Phil Haack has managed to convey my thoughts about MS duplicating existing work better than I could.
Specifically, this is important:
Duplication Is Not The Problem. Competition is healthy. If anything, the problem is, to stick with the evolution analogy, is that Microsoft because of its sheer might gives its creations quite the head start, to survive when the same product would die had it been released by a smaller company.
I wrote Rhino Mocks for myself. It seems to be useful for other people, which is a happy coincidence, but I wrote it for myself.
One thing that I think that Phil has missed is what exactly I am objecting to. Up to and until I am held accountable to Microsoft deliverables, I do not care about Microsoft's wasted time and effort. If such a thing happens, it is Microsoft's problem.
What I do care about is my wasted time & effort. I talked about it extensively in the past.
Comments
I wonder if its more about attitudes. Oren, when you wrote RhinoMocks, (I'm guessing) your attitude was something along the lines of "I need a tool to help me to solve problem X. That tool and its functionality doesnt exist, therefore I must write it myself"
Whereas Microsofts attitude doesnt seem to be like that. Its more like "How can we write something similar, and make it better?"
or
"If we implement this technique, we can capture the community"

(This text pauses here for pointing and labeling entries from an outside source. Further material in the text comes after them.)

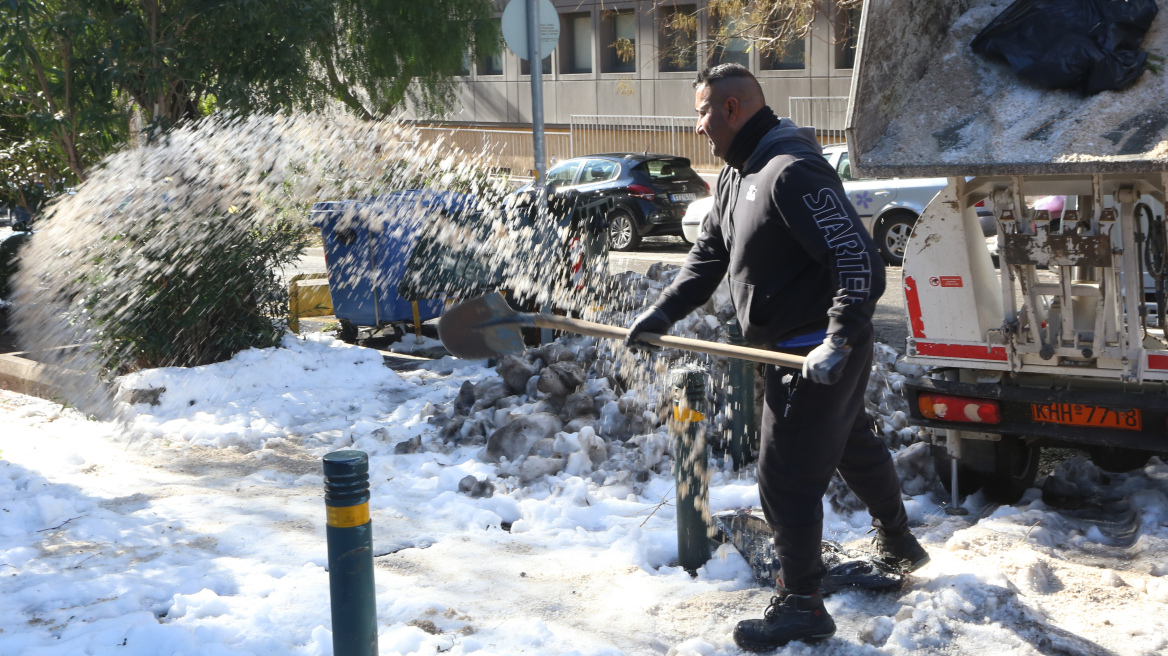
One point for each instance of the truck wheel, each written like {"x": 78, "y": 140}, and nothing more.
{"x": 1015, "y": 468}
{"x": 967, "y": 480}
{"x": 892, "y": 236}
{"x": 348, "y": 332}
{"x": 623, "y": 231}
{"x": 1118, "y": 460}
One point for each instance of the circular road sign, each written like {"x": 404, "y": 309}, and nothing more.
{"x": 515, "y": 27}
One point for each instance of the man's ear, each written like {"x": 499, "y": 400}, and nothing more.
{"x": 732, "y": 109}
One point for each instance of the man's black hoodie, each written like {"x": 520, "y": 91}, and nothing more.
{"x": 798, "y": 257}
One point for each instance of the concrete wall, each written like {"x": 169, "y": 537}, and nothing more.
{"x": 507, "y": 98}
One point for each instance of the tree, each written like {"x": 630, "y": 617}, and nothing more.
{"x": 180, "y": 58}
{"x": 767, "y": 26}
{"x": 374, "y": 53}
{"x": 56, "y": 104}
{"x": 71, "y": 70}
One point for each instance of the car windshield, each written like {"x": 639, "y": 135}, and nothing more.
{"x": 674, "y": 168}
{"x": 563, "y": 174}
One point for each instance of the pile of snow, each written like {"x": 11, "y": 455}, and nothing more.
{"x": 175, "y": 548}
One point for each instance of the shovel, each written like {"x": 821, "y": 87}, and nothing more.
{"x": 487, "y": 327}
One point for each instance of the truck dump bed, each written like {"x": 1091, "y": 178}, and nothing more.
{"x": 923, "y": 104}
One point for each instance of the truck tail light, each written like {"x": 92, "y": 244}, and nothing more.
{"x": 641, "y": 192}
{"x": 959, "y": 409}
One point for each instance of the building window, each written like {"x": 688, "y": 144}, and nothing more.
{"x": 619, "y": 41}
{"x": 791, "y": 55}
{"x": 847, "y": 29}
{"x": 730, "y": 48}
{"x": 525, "y": 67}
{"x": 493, "y": 64}
{"x": 575, "y": 43}
{"x": 678, "y": 39}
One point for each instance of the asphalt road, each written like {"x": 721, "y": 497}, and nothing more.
{"x": 889, "y": 320}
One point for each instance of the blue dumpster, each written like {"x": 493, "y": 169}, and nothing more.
{"x": 367, "y": 246}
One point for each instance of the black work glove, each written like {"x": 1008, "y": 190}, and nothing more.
{"x": 652, "y": 320}
{"x": 825, "y": 364}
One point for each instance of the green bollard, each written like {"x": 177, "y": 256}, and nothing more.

They should definitely provide integration with existing solutions including open source.
Or,
"Our larger community can benefit from this set of technologies. There are OSS implementations but they dont integrate with our tools at a level where we can stand behind them. We don't want to invest in a specific OSS project and build such integration because that will get us too deeply tied to that project and its politics. We don't want to take over a project because everyone will look to us to fail. So, its safer and simpler to duplicate effort, build good integration with Visual Studio, publish guidance, and push this technology out to the mainstream."
In other words, Microsoft is too big a target and has too much influence to get involved in an OSS project. Its safer and most likely cheaper to build their own.
Not arguing with your assertions, just providing a likely answer to your "why?"